The DMA API rule is mentioned in Documentation/DMA-API.txt

.. warning::

Memory coherency operates at a granularity called the cache
line width. In order for memory mapped by this API to operate
correctly, the mapped region must begin exactly on a cache line
boundary and end exactly on one (to prevent two separately mapped
regions from sharing a single cache line).


>> Also, doing a kmalloc() per requset is inefficient and very error-prone. In
>> fact there are at least 3 bugs here: (1) not checking the return value, (2)
>> incorrectly using GFP_KERNEL when it may be atomic context, and (3) not always
For (2) I assume this means checking for CRYPTO_TFM_REQ_MAY_SLEEP flag.

>> freeing the memory. Why not use cacheline-aligned memory within the request
>> context, so that a separate kmalloc() isn't needed?
>>
If you check previous discussion referenced in the commit message:
Link:
https://lore.kernel.org/linux-crypto/20190208114459.5nixe76xmmkhur75@xxxxxxxxxxxxxxxxxxx/

or (probably easier) look at the full thread:
https://patchwork.kernel.org/patch/10789697/

you'll see that at some point I proposed changing crypto_gcm_req_priv_ctx struct
as follows:
- u8 auth_tag[16];
+ u8 auth_tag[16] ____cacheline_aligned;

Ard suggested it would be better to kmalloc the auth_tag.

I am open to changing the fix, however I don't think the problem is in the
implementation (caam driver).

>> Also, did you consider whether there's any way to make the crypto API handle
>> this automatically, so that all the individual users don't have to?
That would probably work, but I guess it would come up with a big overhead.

I am thinking crypto API would have to check each buffer used by src, dst
scatterlists is correctly aligned - starting and ending on cache line boundaries.

>
> You're absolutely right Eric.
>
> What I suggested in the old thread is non-sense.

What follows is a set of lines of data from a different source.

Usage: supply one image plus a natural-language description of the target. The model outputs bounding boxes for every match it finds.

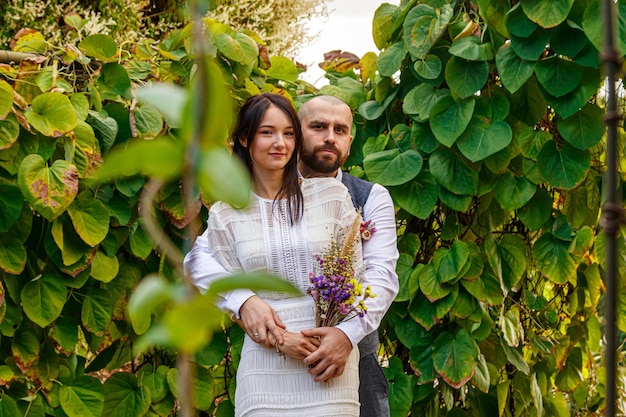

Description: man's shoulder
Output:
[341,171,373,187]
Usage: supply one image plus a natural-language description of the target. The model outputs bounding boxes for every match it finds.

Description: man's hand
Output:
[301,327,352,382]
[278,332,321,360]
[238,296,285,348]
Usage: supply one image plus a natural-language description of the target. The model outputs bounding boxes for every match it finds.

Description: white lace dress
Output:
[206,177,362,417]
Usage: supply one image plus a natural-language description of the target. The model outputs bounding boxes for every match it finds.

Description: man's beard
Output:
[300,144,343,174]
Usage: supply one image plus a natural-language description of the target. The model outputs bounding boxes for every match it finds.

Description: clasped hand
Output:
[238,296,353,382]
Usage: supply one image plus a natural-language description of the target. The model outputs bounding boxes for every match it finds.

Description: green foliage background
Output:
[0,0,625,416]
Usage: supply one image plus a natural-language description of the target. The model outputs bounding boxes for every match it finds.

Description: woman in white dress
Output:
[204,93,361,416]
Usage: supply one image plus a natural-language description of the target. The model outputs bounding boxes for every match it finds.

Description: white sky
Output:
[294,0,382,87]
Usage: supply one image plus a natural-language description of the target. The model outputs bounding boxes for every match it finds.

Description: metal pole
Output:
[600,1,623,417]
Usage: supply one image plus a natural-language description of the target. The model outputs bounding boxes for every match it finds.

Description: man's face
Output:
[299,99,353,177]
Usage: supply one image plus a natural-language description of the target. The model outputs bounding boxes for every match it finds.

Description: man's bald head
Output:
[299,95,353,126]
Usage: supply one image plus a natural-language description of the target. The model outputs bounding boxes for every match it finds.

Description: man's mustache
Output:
[314,144,340,154]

While you can
> force GCM to provide the right pointers you cannot force all the
> other crypto API users to do this.
>
Whose problem is that crypto API users don't follow the DMA API requirements?

> It would appear that Ard's latest suggestion should fix the problem
> and is the correct approach.
>
I disagree.
We shouldn't force crypto implementations to be aware of such inconsistencies in
the I/O data buffers (pointed to by src/dst scatterlists) that are supposed to
be safely DMA mapped.

Thanks,
Horia